For more subdued recreation, enrollees at Camp Escanaba River had an orchestra that performed twenty-six times on radio station WBEO in Marquette. And in the summer of 1936 the nine-piece Camp St. Martins Drum and Bugle Corps played at St. Ignace, Newberry, and the U.P. State Fair in Escanaba. At the fair the corps won $25.00 and an invitation to the Michigan State Fair in Detroit. However, work projects forced them to decline this honor.

Trips into nearby towns for Saturday night dances were such an integral part of CCC recreation that ballroom dancing was taught at the camps. (Half of the enrollees entered the camps unable to dance.) Enrollee Bernard Bridges recalled that many of the men at Camp Big Bay, near Marquette, spent Saturday nights at the tavern in Hungry Hollow.
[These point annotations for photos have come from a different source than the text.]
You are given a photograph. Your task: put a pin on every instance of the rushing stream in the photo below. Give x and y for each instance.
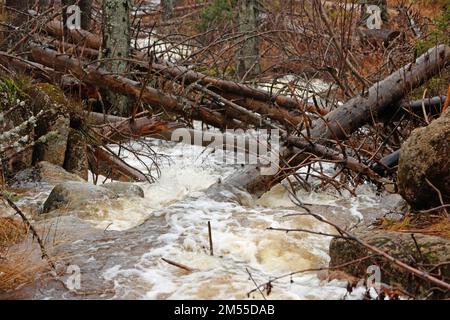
(118, 245)
(171, 222)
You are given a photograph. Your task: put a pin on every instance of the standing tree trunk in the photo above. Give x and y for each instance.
(247, 59)
(116, 45)
(167, 8)
(18, 5)
(86, 11)
(382, 4)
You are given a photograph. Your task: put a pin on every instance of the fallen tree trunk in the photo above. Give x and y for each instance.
(119, 168)
(378, 35)
(341, 122)
(101, 78)
(369, 106)
(82, 37)
(185, 75)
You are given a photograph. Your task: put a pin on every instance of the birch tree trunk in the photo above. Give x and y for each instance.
(167, 8)
(86, 10)
(18, 5)
(116, 45)
(247, 58)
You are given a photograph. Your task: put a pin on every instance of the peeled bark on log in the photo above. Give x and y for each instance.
(117, 166)
(341, 122)
(82, 37)
(230, 142)
(247, 58)
(187, 76)
(85, 8)
(344, 120)
(375, 36)
(140, 127)
(101, 78)
(116, 46)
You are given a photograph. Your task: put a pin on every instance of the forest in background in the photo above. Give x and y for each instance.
(371, 101)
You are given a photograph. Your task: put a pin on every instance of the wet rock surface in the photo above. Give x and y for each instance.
(424, 165)
(76, 160)
(43, 172)
(124, 189)
(74, 195)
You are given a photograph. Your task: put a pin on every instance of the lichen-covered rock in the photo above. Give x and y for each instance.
(16, 127)
(433, 250)
(125, 189)
(74, 195)
(424, 165)
(53, 149)
(76, 160)
(43, 172)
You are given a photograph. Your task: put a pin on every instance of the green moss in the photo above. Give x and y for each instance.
(216, 13)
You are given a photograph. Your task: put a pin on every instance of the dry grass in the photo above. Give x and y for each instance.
(17, 263)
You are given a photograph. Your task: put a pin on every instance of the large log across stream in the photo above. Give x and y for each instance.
(343, 121)
(336, 125)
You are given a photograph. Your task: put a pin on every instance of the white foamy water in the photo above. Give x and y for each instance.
(241, 240)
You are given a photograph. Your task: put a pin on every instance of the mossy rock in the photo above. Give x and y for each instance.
(433, 250)
(424, 165)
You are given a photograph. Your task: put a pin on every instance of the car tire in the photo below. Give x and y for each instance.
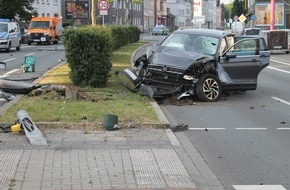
(208, 88)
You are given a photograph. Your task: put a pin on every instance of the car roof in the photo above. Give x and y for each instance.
(208, 32)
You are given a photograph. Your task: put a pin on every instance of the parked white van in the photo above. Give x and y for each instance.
(10, 35)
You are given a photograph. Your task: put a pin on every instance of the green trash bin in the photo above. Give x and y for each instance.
(110, 121)
(29, 63)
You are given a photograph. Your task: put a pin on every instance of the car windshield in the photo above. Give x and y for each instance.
(39, 24)
(197, 43)
(3, 27)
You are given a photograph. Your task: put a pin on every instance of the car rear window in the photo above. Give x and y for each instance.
(253, 32)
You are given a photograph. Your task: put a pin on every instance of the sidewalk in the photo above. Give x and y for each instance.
(140, 158)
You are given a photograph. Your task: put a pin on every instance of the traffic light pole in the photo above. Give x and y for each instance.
(272, 7)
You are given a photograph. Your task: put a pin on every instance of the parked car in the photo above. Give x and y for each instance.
(24, 36)
(252, 31)
(197, 62)
(160, 30)
(262, 43)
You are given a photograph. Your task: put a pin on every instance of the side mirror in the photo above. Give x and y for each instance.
(230, 55)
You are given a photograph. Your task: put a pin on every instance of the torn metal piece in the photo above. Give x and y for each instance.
(31, 131)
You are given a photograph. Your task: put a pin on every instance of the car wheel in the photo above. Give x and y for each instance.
(208, 88)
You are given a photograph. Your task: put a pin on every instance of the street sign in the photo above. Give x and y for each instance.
(103, 12)
(242, 18)
(103, 5)
(253, 17)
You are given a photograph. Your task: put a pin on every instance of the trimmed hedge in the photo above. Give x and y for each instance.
(88, 51)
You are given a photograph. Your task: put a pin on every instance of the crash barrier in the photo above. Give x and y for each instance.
(277, 40)
(29, 64)
(110, 122)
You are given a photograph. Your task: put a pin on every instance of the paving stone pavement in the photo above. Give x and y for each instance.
(140, 158)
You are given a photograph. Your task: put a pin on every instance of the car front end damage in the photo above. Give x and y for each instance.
(165, 80)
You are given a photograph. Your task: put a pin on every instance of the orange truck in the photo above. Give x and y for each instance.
(44, 30)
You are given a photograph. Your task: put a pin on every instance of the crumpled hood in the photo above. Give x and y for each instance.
(175, 58)
(3, 34)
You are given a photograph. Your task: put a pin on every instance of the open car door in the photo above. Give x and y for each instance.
(243, 62)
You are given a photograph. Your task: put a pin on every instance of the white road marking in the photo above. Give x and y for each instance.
(29, 54)
(9, 60)
(281, 62)
(259, 187)
(251, 128)
(206, 129)
(282, 101)
(9, 72)
(281, 70)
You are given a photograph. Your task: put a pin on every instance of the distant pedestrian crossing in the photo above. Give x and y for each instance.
(259, 187)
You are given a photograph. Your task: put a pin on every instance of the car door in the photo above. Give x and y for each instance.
(243, 62)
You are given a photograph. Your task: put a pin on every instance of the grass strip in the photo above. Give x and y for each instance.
(114, 99)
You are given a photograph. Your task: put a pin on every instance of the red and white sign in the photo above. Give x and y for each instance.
(103, 5)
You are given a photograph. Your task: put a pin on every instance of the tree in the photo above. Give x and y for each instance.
(21, 10)
(237, 8)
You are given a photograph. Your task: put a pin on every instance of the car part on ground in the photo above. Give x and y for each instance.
(197, 62)
(31, 131)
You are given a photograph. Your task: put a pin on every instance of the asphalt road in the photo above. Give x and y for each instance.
(244, 138)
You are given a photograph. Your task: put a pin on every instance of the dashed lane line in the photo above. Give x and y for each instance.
(251, 128)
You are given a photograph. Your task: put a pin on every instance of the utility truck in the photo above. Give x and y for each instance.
(45, 30)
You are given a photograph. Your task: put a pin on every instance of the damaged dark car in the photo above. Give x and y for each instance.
(200, 63)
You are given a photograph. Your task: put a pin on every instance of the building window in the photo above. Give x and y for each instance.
(161, 6)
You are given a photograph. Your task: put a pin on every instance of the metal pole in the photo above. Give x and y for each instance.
(272, 6)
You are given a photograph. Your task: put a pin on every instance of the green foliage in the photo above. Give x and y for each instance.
(21, 8)
(88, 51)
(237, 8)
(120, 36)
(134, 33)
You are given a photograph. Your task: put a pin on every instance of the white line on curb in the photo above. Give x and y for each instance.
(206, 129)
(280, 100)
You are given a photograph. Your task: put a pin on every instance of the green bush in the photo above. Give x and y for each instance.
(134, 34)
(88, 51)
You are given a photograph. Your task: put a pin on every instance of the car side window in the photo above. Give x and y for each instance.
(246, 47)
(223, 46)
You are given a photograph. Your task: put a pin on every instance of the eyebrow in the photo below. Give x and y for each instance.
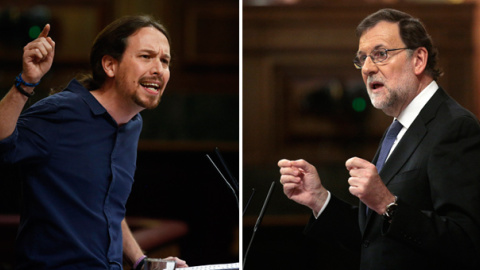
(155, 52)
(374, 48)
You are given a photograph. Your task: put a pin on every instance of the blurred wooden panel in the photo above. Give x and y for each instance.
(209, 31)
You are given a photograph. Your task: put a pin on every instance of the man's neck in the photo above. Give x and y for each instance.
(119, 108)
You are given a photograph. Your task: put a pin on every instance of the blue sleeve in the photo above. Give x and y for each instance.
(33, 137)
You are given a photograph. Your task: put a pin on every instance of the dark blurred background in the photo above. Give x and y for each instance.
(179, 205)
(303, 98)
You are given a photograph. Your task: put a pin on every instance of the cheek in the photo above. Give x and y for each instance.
(166, 76)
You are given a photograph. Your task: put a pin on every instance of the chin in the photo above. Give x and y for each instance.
(148, 104)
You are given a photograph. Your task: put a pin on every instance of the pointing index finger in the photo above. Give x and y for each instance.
(45, 31)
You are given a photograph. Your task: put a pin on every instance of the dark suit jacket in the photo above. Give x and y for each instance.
(435, 172)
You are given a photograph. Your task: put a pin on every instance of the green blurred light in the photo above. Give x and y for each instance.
(34, 31)
(359, 104)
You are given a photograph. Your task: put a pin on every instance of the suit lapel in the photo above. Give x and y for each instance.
(412, 138)
(405, 148)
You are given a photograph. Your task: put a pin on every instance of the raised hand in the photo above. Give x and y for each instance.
(38, 56)
(366, 184)
(302, 184)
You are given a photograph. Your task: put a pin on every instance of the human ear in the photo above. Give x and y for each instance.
(420, 59)
(109, 65)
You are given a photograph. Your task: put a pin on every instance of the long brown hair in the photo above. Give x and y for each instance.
(112, 40)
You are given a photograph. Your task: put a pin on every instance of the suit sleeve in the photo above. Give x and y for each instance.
(452, 227)
(338, 223)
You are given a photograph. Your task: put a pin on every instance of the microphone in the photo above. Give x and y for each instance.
(232, 178)
(248, 202)
(259, 220)
(223, 177)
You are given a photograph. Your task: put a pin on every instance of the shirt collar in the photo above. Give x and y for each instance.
(95, 106)
(413, 109)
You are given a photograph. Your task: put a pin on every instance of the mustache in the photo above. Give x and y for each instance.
(152, 79)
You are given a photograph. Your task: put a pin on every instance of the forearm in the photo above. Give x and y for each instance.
(11, 107)
(131, 249)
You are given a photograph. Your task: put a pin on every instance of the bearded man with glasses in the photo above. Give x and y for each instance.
(420, 196)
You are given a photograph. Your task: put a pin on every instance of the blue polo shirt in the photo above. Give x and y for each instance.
(77, 169)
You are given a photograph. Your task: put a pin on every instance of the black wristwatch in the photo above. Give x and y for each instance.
(390, 211)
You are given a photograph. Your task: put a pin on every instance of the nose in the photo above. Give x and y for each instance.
(369, 67)
(158, 67)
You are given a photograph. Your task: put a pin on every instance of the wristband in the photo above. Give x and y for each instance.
(19, 81)
(139, 263)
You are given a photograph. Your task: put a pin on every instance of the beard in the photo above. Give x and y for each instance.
(393, 99)
(148, 102)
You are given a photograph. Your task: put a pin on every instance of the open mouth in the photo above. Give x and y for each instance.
(155, 87)
(375, 85)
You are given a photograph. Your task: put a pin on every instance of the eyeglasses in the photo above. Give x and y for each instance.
(377, 56)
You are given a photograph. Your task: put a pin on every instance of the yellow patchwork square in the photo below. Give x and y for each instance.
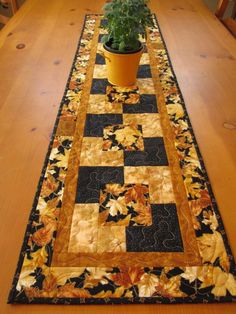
(150, 123)
(99, 105)
(100, 71)
(145, 59)
(93, 155)
(160, 185)
(83, 236)
(111, 239)
(134, 175)
(146, 86)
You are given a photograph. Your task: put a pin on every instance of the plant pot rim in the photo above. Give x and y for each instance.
(106, 47)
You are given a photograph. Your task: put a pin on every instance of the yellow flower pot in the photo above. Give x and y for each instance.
(122, 67)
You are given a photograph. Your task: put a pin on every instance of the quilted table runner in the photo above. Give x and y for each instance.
(124, 212)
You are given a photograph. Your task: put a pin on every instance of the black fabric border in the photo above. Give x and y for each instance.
(197, 299)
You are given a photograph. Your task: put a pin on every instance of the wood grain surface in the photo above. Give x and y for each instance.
(36, 51)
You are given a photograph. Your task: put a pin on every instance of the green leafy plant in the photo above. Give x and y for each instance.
(126, 21)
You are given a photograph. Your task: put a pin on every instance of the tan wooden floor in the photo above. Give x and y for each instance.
(32, 82)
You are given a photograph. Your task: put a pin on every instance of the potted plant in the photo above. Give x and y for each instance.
(126, 21)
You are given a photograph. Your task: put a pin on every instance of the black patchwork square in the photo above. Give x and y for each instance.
(144, 48)
(91, 179)
(99, 86)
(103, 23)
(95, 123)
(154, 154)
(144, 71)
(162, 236)
(100, 37)
(147, 104)
(99, 59)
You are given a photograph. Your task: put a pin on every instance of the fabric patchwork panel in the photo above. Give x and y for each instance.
(147, 104)
(150, 122)
(154, 154)
(91, 179)
(162, 236)
(126, 205)
(99, 86)
(123, 137)
(122, 95)
(95, 123)
(93, 155)
(99, 105)
(144, 71)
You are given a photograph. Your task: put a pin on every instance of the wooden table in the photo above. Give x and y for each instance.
(36, 51)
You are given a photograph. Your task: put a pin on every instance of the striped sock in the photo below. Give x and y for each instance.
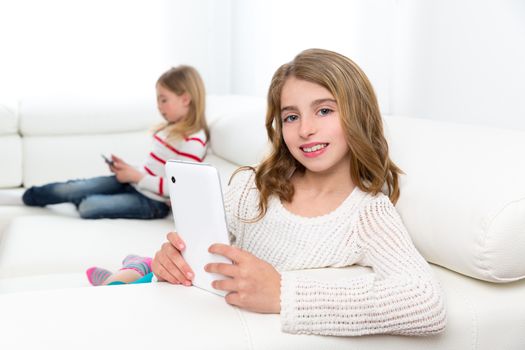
(138, 263)
(97, 276)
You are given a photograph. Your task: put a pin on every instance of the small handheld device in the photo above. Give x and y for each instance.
(200, 219)
(107, 160)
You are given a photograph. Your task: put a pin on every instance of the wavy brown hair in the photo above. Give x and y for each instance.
(180, 80)
(371, 168)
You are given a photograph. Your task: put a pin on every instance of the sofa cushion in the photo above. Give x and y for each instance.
(63, 157)
(463, 195)
(239, 131)
(81, 115)
(8, 121)
(34, 245)
(481, 316)
(10, 160)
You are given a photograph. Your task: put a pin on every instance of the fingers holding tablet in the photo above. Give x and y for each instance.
(169, 265)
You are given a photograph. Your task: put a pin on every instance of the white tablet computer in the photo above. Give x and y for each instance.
(198, 212)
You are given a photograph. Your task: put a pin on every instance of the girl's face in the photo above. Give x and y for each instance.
(171, 106)
(311, 128)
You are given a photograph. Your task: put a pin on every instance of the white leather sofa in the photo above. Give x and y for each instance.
(463, 201)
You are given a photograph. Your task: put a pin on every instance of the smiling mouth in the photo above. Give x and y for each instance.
(315, 148)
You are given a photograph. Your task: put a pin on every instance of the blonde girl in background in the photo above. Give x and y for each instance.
(317, 201)
(141, 193)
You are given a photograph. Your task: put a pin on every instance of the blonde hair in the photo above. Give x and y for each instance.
(180, 80)
(371, 168)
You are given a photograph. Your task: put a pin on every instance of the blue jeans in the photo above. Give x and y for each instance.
(98, 198)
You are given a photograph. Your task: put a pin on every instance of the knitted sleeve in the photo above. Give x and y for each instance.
(235, 195)
(400, 297)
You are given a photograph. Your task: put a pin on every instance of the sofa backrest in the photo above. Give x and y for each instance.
(462, 198)
(10, 149)
(463, 195)
(62, 138)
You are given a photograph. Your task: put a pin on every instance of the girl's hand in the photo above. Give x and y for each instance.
(124, 172)
(169, 265)
(254, 285)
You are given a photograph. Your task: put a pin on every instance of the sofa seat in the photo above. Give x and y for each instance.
(161, 315)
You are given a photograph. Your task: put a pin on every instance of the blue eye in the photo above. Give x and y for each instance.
(290, 118)
(325, 111)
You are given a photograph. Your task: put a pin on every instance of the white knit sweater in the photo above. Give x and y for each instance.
(400, 297)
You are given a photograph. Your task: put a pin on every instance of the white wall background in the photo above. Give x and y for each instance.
(460, 60)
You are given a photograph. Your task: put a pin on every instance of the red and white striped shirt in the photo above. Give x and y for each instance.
(154, 184)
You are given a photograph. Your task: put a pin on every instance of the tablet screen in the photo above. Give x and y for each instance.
(198, 212)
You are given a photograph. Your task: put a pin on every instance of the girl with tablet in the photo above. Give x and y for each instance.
(141, 193)
(324, 197)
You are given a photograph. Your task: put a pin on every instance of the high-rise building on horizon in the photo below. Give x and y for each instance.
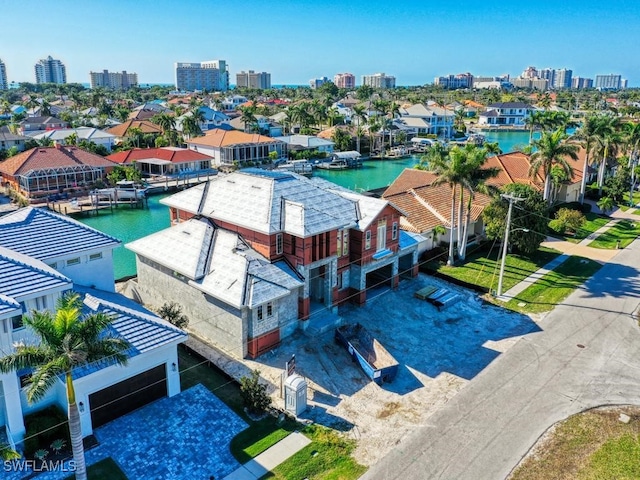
(379, 80)
(251, 79)
(50, 70)
(4, 84)
(562, 78)
(581, 83)
(116, 80)
(317, 82)
(344, 80)
(609, 82)
(461, 80)
(210, 75)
There developed an antagonism between local lumbermen and CCC enrollees trying to impress the settlement’s dozen eligible women.

The Selection Board
The average Michigan CCC enrollee began his CCC experience by applying at a local selection board. "Junior" applicants, who composed 90 percent of the corps, had to be single males between seventeen and twenty-three years old, unemployed, in need, U.S. citizens, and not attending school. They had to be capable of physical labor, not too short (below 60 inches), not too tall (over 78 inches), nor too light (less than 107 pounds). Other conditions that might disqualify an applicant included varicose veins and a lack of at least "three serviceable natural masticating teeth above and below."

If chosen, a candidate enrolled for six months and agreed to send at least $22 of his $30 monthly wage home to his dependants. He underwent a physical examination and vaccinations, took the CCC oath, and received his clothing and supplies. His clothing allotment included shoes, socks, underwear, a blue denim work suit, and an old-army, olive-drab uniform for dress purposes. He also received a toilet kit, a towel, a mess kit, a steel cot, a cotton mattress, bedding, and a round metal disk with his service number inscribed on it.